New Census Data shows Improved Household Confidence

In our earlier blogs, we followed the Census Bureau’s Household Pulse Survey (HPS) to examine the effects of the COVID-19 pandemic on the housing market.  The Census Bureau conducted weekly surveys starting from late April through July and then launched a second phase of bi-weekly surveys in August.  The survey data was collected from August 19 to August 31 and was released on September 9, 2020.  Using the new data, SP Group updated our graph showing the difference in confidence levels between renters and homeowners for meeting their housing payment obligations.  Figure 1 illustrates that renters have consistently been twice as unsure as homeowners in their ability to meet their housing payments[1].  We also observe that the confidence levels continue to improve as the percent of homeowners and renters with low levels of confidence decreased in August.  This could be due to people adapting to the situation and/or supplementing their financial position with additional income sources since the pandemic began.  We also observed that this latest batch of HPS data from August had a higher response rate as well as a higher number of total respondents.

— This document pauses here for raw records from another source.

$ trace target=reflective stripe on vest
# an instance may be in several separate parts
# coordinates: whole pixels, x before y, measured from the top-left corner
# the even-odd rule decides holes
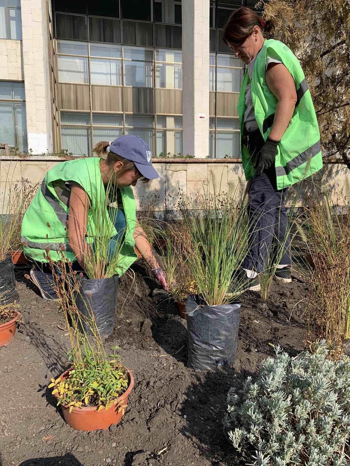
[[[276,167],[276,176],[284,176],[285,175],[287,175],[294,168],[297,168],[301,165],[302,165],[312,158],[320,152],[321,150],[321,141],[319,140],[304,152],[302,152],[301,154],[299,154],[294,158],[289,160],[284,167]]]
[[[57,215],[57,219],[65,226],[68,220],[68,214],[48,188],[44,179],[42,182],[41,190],[42,195],[54,209],[55,213]],[[32,247],[31,246],[30,247]],[[33,247],[36,247],[34,246]],[[56,251],[56,250],[55,249],[53,250]]]
[[[299,88],[296,91],[296,102],[295,103],[295,107],[297,107],[299,104],[300,101],[301,100],[304,94],[306,92],[308,89],[308,85],[306,82],[306,79],[303,79],[301,82],[300,83],[300,85],[299,86]],[[265,134],[267,130],[270,128],[273,124],[273,120],[275,117],[275,114],[272,113],[271,115],[269,115],[267,118],[266,118],[264,120],[264,123],[263,123],[263,132]],[[317,152],[316,152],[317,153]]]
[[[67,252],[73,252],[70,247],[68,243],[35,243],[30,241],[24,236],[21,238],[21,242],[28,247],[34,247],[35,249],[43,249],[45,250],[49,248],[49,251],[65,251]]]

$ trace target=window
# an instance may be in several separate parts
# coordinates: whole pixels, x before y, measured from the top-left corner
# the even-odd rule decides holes
[[[153,152],[153,117],[125,116],[125,134],[140,136]]]
[[[91,155],[90,114],[61,112],[61,147],[74,155]]]
[[[210,54],[213,55],[214,54]],[[213,59],[211,58],[211,60]],[[216,90],[221,92],[239,92],[243,79],[243,64],[232,55],[218,54],[217,56]],[[215,87],[215,76],[210,75],[210,90]]]
[[[21,0],[0,2],[0,39],[22,39]]]
[[[124,47],[123,54],[124,85],[153,87],[153,51],[144,48]]]
[[[155,87],[182,89],[182,64],[175,64],[182,63],[182,52],[161,49],[155,52]]]
[[[238,158],[239,122],[238,118],[217,118],[209,122],[209,157],[214,158]]]
[[[151,21],[151,0],[121,0],[120,5],[122,18]]]
[[[23,82],[0,81],[0,143],[28,150]]]
[[[181,3],[174,2],[174,22],[175,24],[182,24],[182,6]]]
[[[156,156],[182,155],[182,116],[157,116],[156,127]]]

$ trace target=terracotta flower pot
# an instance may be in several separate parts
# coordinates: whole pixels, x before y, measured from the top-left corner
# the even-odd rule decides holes
[[[78,431],[97,431],[100,429],[108,429],[112,424],[117,424],[124,414],[122,406],[127,404],[127,398],[133,387],[133,376],[128,369],[127,370],[129,386],[127,390],[117,398],[118,401],[112,404],[107,411],[102,409],[98,411],[97,406],[83,406],[82,408],[73,408],[71,412],[70,408],[61,404],[64,420],[69,425]],[[66,371],[61,378],[65,380],[69,374],[69,370]],[[55,397],[58,398],[57,394]]]
[[[28,259],[24,255],[23,251],[19,249],[11,253],[12,262],[14,265],[28,265],[29,263]]]
[[[0,325],[0,346],[6,346],[9,344],[14,338],[16,333],[16,322],[20,318],[21,315],[16,311],[14,311],[15,316],[8,322]]]
[[[176,304],[177,304],[177,310],[179,312],[179,315],[180,315],[182,319],[184,319],[186,320],[186,315],[187,315],[186,312],[186,302],[182,302],[181,301],[176,301]]]

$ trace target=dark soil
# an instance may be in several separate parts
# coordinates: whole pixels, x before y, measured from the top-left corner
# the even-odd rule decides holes
[[[233,367],[198,373],[186,367],[185,321],[148,277],[142,261],[120,280],[113,334],[135,386],[121,422],[83,432],[67,425],[47,388],[67,367],[69,341],[56,302],[42,299],[16,272],[24,321],[13,343],[0,348],[0,464],[2,466],[228,466],[230,444],[221,420],[232,375],[248,375],[273,355],[304,349],[307,285],[273,284],[266,302],[243,296]],[[131,288],[131,291],[130,291]],[[154,297],[153,297],[154,296]]]

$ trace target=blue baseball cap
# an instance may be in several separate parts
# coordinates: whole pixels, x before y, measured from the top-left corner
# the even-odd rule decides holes
[[[126,160],[133,162],[142,176],[149,179],[159,178],[152,165],[149,147],[140,136],[128,135],[117,137],[109,143],[109,150]]]

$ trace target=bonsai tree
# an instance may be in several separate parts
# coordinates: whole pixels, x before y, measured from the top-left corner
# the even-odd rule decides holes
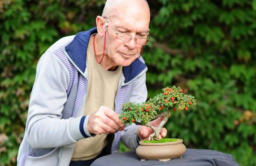
[[[191,105],[196,105],[194,97],[185,94],[179,86],[167,87],[162,89],[163,93],[151,98],[142,103],[129,102],[122,105],[122,112],[119,118],[122,124],[144,125],[152,128],[154,132],[149,135],[148,140],[159,140],[159,136],[161,129],[167,121],[169,111],[175,111],[180,107],[188,111]],[[153,126],[149,122],[160,117],[163,120],[158,127]]]

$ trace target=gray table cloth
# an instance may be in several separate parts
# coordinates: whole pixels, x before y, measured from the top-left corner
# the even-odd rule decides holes
[[[182,158],[167,162],[158,160],[140,161],[135,150],[108,155],[100,157],[91,166],[231,166],[239,165],[231,155],[215,150],[187,148]]]

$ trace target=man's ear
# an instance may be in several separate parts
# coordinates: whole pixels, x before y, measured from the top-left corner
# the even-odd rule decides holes
[[[96,17],[96,22],[98,34],[100,36],[102,37],[104,36],[104,33],[106,30],[106,27],[105,25],[106,22],[105,19],[101,16],[98,16]]]

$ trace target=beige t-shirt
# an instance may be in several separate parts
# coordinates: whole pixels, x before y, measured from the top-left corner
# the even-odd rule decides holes
[[[92,35],[90,40],[93,39]],[[104,69],[96,61],[90,44],[87,55],[88,88],[84,114],[86,116],[94,113],[101,105],[114,110],[115,98],[122,67],[119,66],[113,71]],[[76,143],[71,160],[86,160],[97,157],[108,144],[106,139],[108,134],[96,135],[94,137],[79,140]]]

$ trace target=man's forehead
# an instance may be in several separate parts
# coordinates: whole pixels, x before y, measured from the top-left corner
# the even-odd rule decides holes
[[[141,33],[148,32],[148,24],[147,24],[146,20],[135,20],[131,18],[125,18],[119,16],[111,16],[109,19],[110,23],[116,28],[122,28],[131,31],[135,27],[135,25],[138,25],[138,27],[141,30]],[[135,24],[135,23],[136,24]]]

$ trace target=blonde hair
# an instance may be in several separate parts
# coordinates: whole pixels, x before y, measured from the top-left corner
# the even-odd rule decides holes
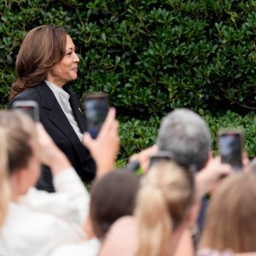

Figure 1. (click to enlarge)

Changes to the Household Pulse Survey (HPS) Data Tables. The Census Bureau has modified the HPS survey with additional survey questions during this second phase.  HPS now includes new tables in accordance with the new survey questions.  The Census Bureau stated that “Phase 2 includes new questions on social security benefits, post-secondary education, evictions/foreclosures, SNAP benefits, unemployment benefits and mental health services.” SP Group will be closely monitoring the new data tables on evictions and foreclosures.

[1] These percentages are calculated by adding together the number of households that have “No confidence” and “Slight confidence” in their ability to pay next month’s mortgage or rent. The total is divided by the total number of households subtracted by the number of households that are “Owned free and clear” or “Occupied without rent” because those households do not have a mortgage or rent payment that needs to be made.